Les ingénieurs indiens commencent à mieux comprendre ce qui est arrivé à leurs collègues européens ou américains il y a vingt ans, quand leurs entreprises ont commencé à sous-traiter leurs tâches informatiques en Inde.

Le premier syndicat d’ingénieurs de la péninsule, le Forum for IT Employees (FITE), est sur le point d’être enregistré, ce qui était impensable il y a encore quelques années. « Nous avons pris conscience que nous ne connaissions rien au droit du travail. Nous avons vu les premiers employés partir sans trop nous poser de question jusqu’au premier plan social de 2014 chez Tata Consultancy Services, explique, dans un café de Bangalore, Raghu (un nom d’emprunt), l’un des responsables du FITE. Ce plan social a été un choc, car nous pensions que notre métier était garanti à vie, un peu comme dans la fonction publique. »

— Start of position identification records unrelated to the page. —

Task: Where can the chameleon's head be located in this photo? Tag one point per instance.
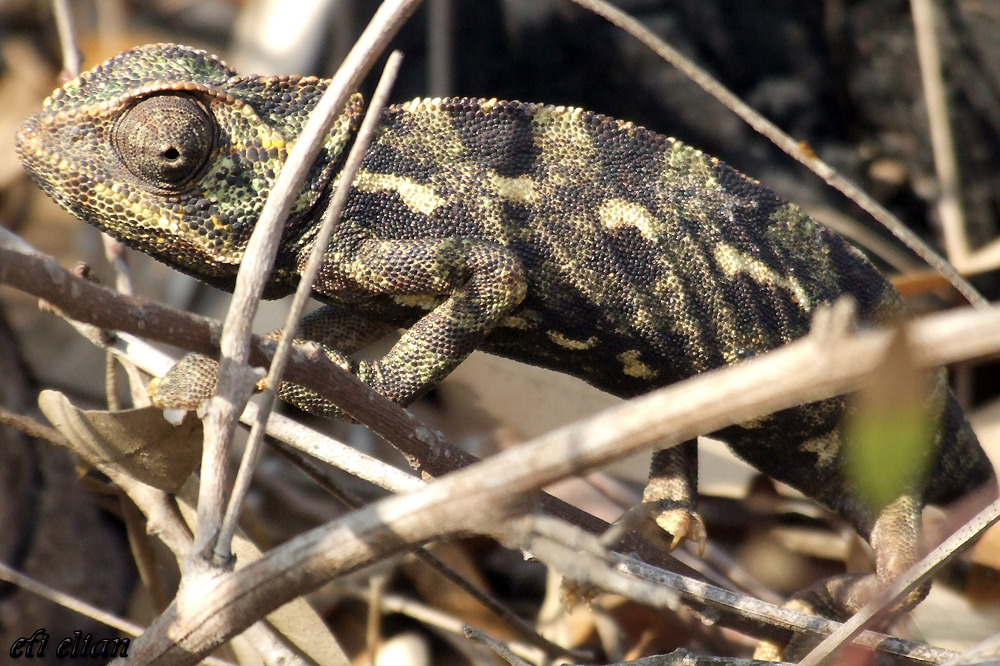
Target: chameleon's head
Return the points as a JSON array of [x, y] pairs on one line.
[[165, 148]]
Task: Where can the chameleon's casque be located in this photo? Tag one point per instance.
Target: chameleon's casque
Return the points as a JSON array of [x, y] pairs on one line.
[[551, 235]]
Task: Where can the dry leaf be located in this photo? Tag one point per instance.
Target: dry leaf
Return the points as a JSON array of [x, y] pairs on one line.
[[137, 442]]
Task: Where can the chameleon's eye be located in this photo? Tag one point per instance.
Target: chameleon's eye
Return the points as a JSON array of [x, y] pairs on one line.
[[165, 140]]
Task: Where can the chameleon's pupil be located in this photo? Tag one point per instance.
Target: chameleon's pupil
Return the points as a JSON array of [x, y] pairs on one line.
[[165, 140]]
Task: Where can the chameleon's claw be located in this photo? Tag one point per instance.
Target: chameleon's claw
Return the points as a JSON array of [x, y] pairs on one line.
[[683, 524]]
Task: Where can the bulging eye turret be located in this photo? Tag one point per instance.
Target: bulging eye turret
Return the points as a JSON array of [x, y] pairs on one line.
[[165, 140]]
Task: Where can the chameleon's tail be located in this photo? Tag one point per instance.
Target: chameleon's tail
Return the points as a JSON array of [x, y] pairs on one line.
[[962, 465]]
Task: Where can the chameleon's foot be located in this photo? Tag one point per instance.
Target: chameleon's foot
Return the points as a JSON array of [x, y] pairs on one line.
[[683, 524], [186, 385], [836, 598], [769, 650]]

Ceux qui demandent de l’aide au FITE sont en majorité des cadres de plus de 40ans, qui peinent à retrouver du travail. « Dans une entreprise informatique, les employés sont isolés. Ils ne connaissent pas leur voisin de bureau, travaillent chez les clients ou dans des équipes qui disparaissent au bout de quelques mois », témoigne Raghu. FITE travaille essentiellement sur les réseaux sociaux pour se faire connaître. Il est suivi par près de 20 000 internautes sur Facebook, et compte un millier de membres. Une goutte d’eau sur les 4 millions de salariés que compte le secteur.

Les fondateurs du FITE ont découvert un vide juridique en matière de droit du travail. Les ingénieurs informatiques doivent utiliser une vieille loi encadrant le travail dans les usines et prouver qu’ils sont des exécutants, comme des ouvriers, pour défendre leurs droits. « Les industries informatiques se sont développées en bénéficiant d’avantages fiscaux, de terrains gratuits, les autorités n’ont pensé qu’à leur développement sans penser aux droits des informaticiens », dit Raghu.

Pour les centaines de milliers d’ingénieurs indiens arrivés sur le marché du travail dans les années 2000, leur licenciement est vécu comme un déclassement social. « Toutes nos vies se sont construites autour de nos salaires, explique Vinod A.J., membre du FITE, et quand vous tombez au chômage, votre vie s’effondre, car tout se paie en Inde, de l’éducation à la santé. »

Après sa démission forcée, Sanjay s’est payé une formation pour retrouver un emploi, en vain. « Si Bangalore est devenue si riche, c’est grâce à nous, et pourtant, le gouvernement nous oublie », se lamente Sanjay. L’ancien employé de Capgemini lit des ouvrages de développement personnel pour garder confiance en lui. Dans quelques mois, s’il est toujours au chômage, il repartira dans son village se lancer dans l’agriculture biologique ou – peut-être – ouvrir une concession automobile.